Piso 15.

 Para Pau, que me acompaña a más lugares de los que cree.

Cerca de cien metros me separan del suelo. Frente a paneles de cristal que enmarcan la mejor vista del edificio, dedico mis exhalaciones a contemplar los volcanes. El Popo y el Izta custodian, lejanos pero constantes, mis anhelos. Los miran escurrir por las vigas que me sostienen. Ante mi se desdobla el sureste del país, entre brumas, majestuoso sólo para quien se detiene a mirar más allá de los cristales de los edificios vecinos.

    Hacia abajo, se observa una alfombra policromática de árboles que adornan la avenida principal de la ciudad. Como si protegieran a los amorosos que deambulan de la mano bajo su sombra. Son los árboles que nos han protegido a nosotros. Los que resguardan nuestros secretos más celosos, los más íntimos. Los secretos que nacen de los momentos en que me miras sin palabras de por medio. De reojo, muy por encima de tu párpado. Pronunciando la sentencia más bella, la de amarte por el resto de los soles que me resten. Una sentencia, para mí, inapelable.

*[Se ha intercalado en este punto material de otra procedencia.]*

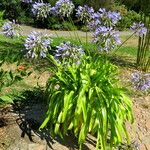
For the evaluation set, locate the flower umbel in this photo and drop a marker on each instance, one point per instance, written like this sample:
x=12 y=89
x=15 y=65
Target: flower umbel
x=63 y=8
x=37 y=44
x=106 y=38
x=84 y=13
x=10 y=29
x=139 y=28
x=69 y=53
x=41 y=10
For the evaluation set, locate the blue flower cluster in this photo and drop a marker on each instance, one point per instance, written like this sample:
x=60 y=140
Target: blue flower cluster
x=141 y=81
x=63 y=8
x=10 y=29
x=103 y=24
x=139 y=28
x=41 y=10
x=37 y=44
x=84 y=13
x=27 y=1
x=69 y=53
x=106 y=38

    Mas soy aun más condenado por ser testigo de cómo transita del otro lado del ventanal una cantidad inimaginable de posibilidades. Posibilidades que sólo existen por las ataduras que me sujetan a mi escritorio. Desde aquí, la calle huele a tierra mojada, el aire es más fresco y el sol ilumina distinto las esquinas. Cómplice de delgadas ramas dibuja sobre el empedrado surcos que parecen dirigirse hacia mundos desconocidos. Ríos de luz que quisiera atravesar contigo. Ahorita, en este instante; lanzarme al vacío y que me atrape el sonido de tu voz cerquita de mi oído, o el calor del último abrazo que nos dimos. 

    Nos recuerdo en las sombras del gran pino de la calle de enfrente. El que está junto al café. El que me susurra incesante que te busque hasta que aparezcas. Recuerdo ser tomado por tus manos, acercándome a ti presa de eso que los romanos llamaban numen. El impulso vital sagrado e invisible que hace que las cosas pasen. La fuerza inmanente que permite que una flor brote de una semilla, que el agua se desprenda del cielo y que uno ame como yo te amo a ti. Es el amor que tiene en sí mismo su inicio y su continuidad. Que segundo tras segundo comienza potente a circular a través de mi cuerpo como luz que emanara de cada ventrículo de mi corazón, dirigiéndose hasta cubrir todos los escondrijos de mi ser. Es la gravedad que atrae mi sangre con la tuya. La luz que se enciende en mis ojos cuando te veo llegar. Es el flujo de vida que me mantiene de pie. 

    Pero no claudico aún en mis esfuerzos. La consciencia de saberte mía y la plenitud de saberme tuyo me dotan del aire suficiente para seguir. Para poder mirar cada árbol y encontrar en él una aventura nueva por vivir. Cada esquina, cada calle, cada boulevard, esperan atentos el momento en que tú y yo, juntos los hagamos nuestros. Para que tú y yo, de la mano, paseando como los amorosos de Sabines, los descubramos.  Quiero recorrer mi mundo junto a ti, como Helios recorría el cielo llevando el sol en su carro de oro. Sin que haya un solo espacio en todo este plano que no haya sido nuestro, aunque sea porque una tarde pasamos por ahí, buscando una taza de café.